Дни текли нестерпимо медленно, время едва двигалось, тяжело и медленно. А впереди было еще лето, часть осени — целая вечность! Я принуждал себя следовать за братом, помогал ему в его ежедневных заботах об имении, старался увлечься его идеями. Я проводил целые дни верхом, точно пастух, я утомлял себя ручной работой, каким-нибудь легким и однообразным занятием; я старался ослабить остроту сознания, вступая в соприкосновение с крестьянами, людьми простыми и прямыми, с теми, у кого немногие нравственные унаследованные нормы действовали так же правильно, как и органы физические. Несколько раз я посетил Джиованни Скордио, святого отшельника; мне хотелось слышать его голос, мне хотелось расспрашивать его о его несчастиях, мне хотелось видеть его глаза, такие печальные, и его улыбку, такую кроткую. Но он был молчалив, немного застенчив со мной; он отвечал несколькими смутными словами, он не любил говорить о себе, он не любил жаловаться и он не прерывал работы ради болтовни. Его жилистые, сухие, коричневые, вылитые точно из живой бронзы руки никогда не останавливались, не знали, может быть, усталости.
Однажды я воскликнул:
— Но когда же отдохнут твои руки?
Он посмотрел на них, улыбаясь; он посмотрел на ладонь и на обратную сторону, переворачивая их на солнце.
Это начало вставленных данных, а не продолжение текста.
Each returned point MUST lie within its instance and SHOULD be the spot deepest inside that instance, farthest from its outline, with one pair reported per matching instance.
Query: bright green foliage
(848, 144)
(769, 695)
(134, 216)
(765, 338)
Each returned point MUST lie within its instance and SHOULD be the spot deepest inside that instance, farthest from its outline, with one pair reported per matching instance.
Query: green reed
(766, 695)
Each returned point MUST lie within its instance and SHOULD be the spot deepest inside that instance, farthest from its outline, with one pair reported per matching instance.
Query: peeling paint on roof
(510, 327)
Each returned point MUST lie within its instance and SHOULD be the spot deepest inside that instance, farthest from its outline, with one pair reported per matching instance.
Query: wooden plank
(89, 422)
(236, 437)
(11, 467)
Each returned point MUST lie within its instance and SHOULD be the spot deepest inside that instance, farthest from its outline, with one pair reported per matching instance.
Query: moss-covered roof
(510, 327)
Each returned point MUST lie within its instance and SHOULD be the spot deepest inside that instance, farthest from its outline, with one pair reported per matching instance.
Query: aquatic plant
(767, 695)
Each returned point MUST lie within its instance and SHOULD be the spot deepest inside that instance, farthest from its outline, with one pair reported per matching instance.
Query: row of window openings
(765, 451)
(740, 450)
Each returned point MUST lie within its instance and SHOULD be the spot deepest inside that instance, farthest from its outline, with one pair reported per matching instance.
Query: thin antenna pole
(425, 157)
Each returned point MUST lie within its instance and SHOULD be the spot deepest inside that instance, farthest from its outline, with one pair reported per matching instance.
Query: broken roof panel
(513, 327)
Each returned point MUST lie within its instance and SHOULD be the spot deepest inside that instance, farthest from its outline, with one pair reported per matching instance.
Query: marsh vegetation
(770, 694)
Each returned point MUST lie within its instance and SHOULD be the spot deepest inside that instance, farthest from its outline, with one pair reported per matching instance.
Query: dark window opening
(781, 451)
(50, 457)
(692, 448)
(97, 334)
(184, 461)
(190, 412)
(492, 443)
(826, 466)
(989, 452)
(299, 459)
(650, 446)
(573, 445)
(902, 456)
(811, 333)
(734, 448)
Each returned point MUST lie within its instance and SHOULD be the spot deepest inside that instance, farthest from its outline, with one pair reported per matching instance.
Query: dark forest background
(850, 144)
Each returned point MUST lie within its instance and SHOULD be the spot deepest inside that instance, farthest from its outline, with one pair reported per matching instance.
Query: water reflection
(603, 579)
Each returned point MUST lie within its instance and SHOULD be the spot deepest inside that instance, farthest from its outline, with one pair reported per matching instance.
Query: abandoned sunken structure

Этот взгляд, эта улыбка, это солнце, этот жест придавали этим большим жилистым рукам поразительное благородство; огрубевшие на полевых орудиях, освященные содеянным добром и совершенным трудом, теперь эти руки были достойны нести пальму.
Старик скрестил их на груди по похоронному христианскому обычаю и ответил, не переставая улыбаться.
— Скоро, синьоре, если это угодно будет Богу. Когда их сложат вот так в гробу. Аминь.
Все средства были напрасны.
Работа не помогала и не утешала меня; она была неровной, беспорядочной, лихорадочной, часто прерывалась непреодолимою усталостью, упадком духа, бездеятельностью.
Мой брат читал мне наставления:
— Это не по правилам. В одну неделю ты затрачиваешь энергию шести месяцев; потом снова впадаешь в бездеятельность, и затем снова с жаром бросаешься в работу. Так нельзя. Чтобы работа была прочной, надо, чтобы она была спокойной, обдуманной, гармоничной. Понимаешь? Нужно работать согласно системе. А у тебя недостаток всех новичков: излишек рвения. Ты успокоишься впоследствии.